Sunday, November 19, 2023

SOME INTERESTING TRACE FOSSILS

The following information and images concern some trace fossils (= tracks and trails left behind by the activities of various ancient animals) that my students and I found during the many decades that I taught my undergraduate and graduate paleontology classes, as well as  my field-mapping classes.

An unnamed feeding-trail? trace fossil in a slab of rock (10 inches length) consisting of metamorphosed muddy silstone. Early Cambrian age, Inyo Mountains, eastern California. 

Side view of Gyrolithes sp., a spiral trace fossil that reminds me of an "automobile spring" about 4.5 inches tall, in mudstone of the Eocene Cozy Dell Shale, Ventura County, Sespe Creek, southern California. Gyrolites burrows, like this one, are  probably the result of  activity of a decapod crustacean. This trace fossil is typically found in ocean waters largely unaffected by storms.



The next two views are of meniscate burrows from Miocene lacustrine-fluvial deposits in the Miocene non-marine Diligencia Formation, Orocopia Mountains, Riverside Coutny, southern California (see Squires and Advocate, 1984, for more information).


Side view of meniscate burrows. A U.S.A. quarter coin is used for scale.

Top view of another slab with meniscate burrows from the Miocene lacustrine-fluvial deposits in the Miocene non-marine Diligencia Formation, Orocopia Mountains, Riverside County, southern California. 



Top view of a large (about 10 inches diameter) circular-trace fossil in  fine-grained sandstone. Locally unknown. This specimen was displayed in my paleontology-classroom for decades (hopefully the specimen is still there). Many geologists have seen it, but, so far, no has been able to assign an ichnogenus name to it. 
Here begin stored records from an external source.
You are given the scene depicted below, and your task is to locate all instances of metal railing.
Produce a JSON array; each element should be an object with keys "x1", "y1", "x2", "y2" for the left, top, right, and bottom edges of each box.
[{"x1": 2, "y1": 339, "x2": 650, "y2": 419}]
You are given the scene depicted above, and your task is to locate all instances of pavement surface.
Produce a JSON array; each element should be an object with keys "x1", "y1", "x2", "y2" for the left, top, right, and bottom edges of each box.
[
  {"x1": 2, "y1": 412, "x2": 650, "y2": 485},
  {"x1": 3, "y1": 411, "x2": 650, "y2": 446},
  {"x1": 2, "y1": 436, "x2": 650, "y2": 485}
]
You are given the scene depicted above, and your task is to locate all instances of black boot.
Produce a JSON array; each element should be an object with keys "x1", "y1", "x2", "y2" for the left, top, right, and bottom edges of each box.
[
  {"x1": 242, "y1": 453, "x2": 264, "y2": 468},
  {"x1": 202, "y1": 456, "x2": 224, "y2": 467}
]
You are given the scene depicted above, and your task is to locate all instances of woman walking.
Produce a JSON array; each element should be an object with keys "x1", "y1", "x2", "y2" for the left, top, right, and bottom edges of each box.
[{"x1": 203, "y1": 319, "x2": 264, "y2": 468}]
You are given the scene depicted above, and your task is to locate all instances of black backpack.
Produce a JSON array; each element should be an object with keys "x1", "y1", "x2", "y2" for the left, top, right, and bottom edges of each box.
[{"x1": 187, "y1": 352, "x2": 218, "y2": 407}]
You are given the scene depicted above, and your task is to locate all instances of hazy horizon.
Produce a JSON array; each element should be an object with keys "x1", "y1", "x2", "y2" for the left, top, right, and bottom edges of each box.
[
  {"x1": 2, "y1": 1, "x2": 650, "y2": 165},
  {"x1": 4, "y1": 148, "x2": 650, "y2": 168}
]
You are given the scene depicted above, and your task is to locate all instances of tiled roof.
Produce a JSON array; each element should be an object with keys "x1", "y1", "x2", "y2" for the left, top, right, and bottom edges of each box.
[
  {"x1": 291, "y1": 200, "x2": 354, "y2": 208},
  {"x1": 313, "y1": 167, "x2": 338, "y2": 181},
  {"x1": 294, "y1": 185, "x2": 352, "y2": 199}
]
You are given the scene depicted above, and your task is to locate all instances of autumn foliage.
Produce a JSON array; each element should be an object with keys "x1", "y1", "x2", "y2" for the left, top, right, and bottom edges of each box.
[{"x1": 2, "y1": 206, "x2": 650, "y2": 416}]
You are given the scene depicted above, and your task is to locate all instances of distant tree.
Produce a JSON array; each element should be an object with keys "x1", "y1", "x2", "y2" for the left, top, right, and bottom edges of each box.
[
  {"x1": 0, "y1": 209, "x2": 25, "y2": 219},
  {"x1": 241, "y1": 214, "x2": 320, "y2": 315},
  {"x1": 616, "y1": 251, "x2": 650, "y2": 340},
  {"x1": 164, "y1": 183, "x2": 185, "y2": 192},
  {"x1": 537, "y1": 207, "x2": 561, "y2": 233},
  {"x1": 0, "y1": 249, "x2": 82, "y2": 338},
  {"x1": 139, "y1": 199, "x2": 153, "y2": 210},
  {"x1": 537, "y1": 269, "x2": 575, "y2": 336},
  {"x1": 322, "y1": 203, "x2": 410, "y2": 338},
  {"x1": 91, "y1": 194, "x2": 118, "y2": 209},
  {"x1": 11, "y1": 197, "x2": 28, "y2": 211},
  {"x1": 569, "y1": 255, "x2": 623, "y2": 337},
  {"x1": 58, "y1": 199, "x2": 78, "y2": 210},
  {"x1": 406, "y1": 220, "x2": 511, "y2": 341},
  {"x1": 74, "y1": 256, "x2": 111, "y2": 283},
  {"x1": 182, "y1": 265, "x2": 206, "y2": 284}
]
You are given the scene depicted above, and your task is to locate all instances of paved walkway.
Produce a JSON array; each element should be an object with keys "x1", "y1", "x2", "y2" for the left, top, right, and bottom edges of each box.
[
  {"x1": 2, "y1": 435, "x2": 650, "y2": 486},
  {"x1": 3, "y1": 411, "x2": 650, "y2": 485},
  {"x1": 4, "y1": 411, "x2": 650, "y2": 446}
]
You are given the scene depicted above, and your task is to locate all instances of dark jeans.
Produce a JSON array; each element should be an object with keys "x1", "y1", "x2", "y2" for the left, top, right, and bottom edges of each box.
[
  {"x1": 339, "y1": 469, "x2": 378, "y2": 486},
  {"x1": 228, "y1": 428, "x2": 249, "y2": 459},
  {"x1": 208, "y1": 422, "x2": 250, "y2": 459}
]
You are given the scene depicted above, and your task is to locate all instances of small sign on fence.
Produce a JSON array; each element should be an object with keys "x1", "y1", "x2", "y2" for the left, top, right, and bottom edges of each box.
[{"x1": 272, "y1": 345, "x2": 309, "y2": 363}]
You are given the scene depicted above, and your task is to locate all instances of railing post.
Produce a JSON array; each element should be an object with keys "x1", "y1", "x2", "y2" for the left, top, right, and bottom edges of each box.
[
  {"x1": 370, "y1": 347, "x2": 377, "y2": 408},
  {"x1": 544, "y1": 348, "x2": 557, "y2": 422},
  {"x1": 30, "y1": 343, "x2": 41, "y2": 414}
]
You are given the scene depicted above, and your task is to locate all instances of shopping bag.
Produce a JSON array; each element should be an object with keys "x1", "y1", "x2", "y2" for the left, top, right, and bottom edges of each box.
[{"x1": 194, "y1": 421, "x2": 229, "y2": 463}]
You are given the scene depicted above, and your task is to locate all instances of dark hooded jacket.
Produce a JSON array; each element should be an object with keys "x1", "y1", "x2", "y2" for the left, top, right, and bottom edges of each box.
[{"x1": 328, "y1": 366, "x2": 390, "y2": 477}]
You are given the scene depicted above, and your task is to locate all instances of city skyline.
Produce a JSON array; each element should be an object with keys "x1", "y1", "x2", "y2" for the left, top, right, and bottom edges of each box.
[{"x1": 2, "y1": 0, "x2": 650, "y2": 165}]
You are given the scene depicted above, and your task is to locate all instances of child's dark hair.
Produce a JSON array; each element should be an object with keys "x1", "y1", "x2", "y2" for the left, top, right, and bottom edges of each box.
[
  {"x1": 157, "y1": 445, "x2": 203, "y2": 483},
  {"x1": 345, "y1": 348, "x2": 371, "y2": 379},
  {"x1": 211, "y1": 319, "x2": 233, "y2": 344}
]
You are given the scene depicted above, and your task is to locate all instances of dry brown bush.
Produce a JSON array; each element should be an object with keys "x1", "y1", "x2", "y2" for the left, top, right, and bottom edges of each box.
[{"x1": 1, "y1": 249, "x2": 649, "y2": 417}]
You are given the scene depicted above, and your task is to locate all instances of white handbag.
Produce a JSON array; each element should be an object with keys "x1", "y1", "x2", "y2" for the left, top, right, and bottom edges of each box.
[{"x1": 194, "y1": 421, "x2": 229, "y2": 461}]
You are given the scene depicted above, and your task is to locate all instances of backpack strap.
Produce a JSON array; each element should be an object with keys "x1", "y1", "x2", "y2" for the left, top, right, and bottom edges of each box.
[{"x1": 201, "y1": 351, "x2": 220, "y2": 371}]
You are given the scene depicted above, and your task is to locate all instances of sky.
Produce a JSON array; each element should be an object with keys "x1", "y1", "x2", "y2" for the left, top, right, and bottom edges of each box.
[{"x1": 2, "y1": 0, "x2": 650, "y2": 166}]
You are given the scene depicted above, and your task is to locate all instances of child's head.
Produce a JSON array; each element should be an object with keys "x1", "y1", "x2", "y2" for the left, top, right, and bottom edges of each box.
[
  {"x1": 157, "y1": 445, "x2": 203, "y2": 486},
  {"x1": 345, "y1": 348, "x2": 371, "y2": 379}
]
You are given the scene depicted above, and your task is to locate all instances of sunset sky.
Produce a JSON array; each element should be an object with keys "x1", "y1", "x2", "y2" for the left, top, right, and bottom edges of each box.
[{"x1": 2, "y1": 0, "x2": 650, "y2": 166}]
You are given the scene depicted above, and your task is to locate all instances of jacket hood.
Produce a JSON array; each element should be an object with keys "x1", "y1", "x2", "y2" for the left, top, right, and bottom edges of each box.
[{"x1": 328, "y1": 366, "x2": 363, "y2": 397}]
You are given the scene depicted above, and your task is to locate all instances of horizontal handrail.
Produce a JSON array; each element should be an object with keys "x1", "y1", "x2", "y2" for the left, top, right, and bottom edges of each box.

Note: If you are interested in seeing some additional trace fossils that I have shown earlier, check out my blog post on Rusophycus, August 29, 2014. Especially interesting in that post are my images of a plaster cast of a Cambrian trilobite nestled inside of its resting/feeding? “burrow.”


Reference Cited:

Squires, R.L. & D.M. Advocate. 1984. Meniscate burrows from Miocene lacustrine-fluvial deposits, Diligencia Formation, Orocopia Mountains, southern California. Journal of Paleontology 58(2):593-597, figs. 1-2.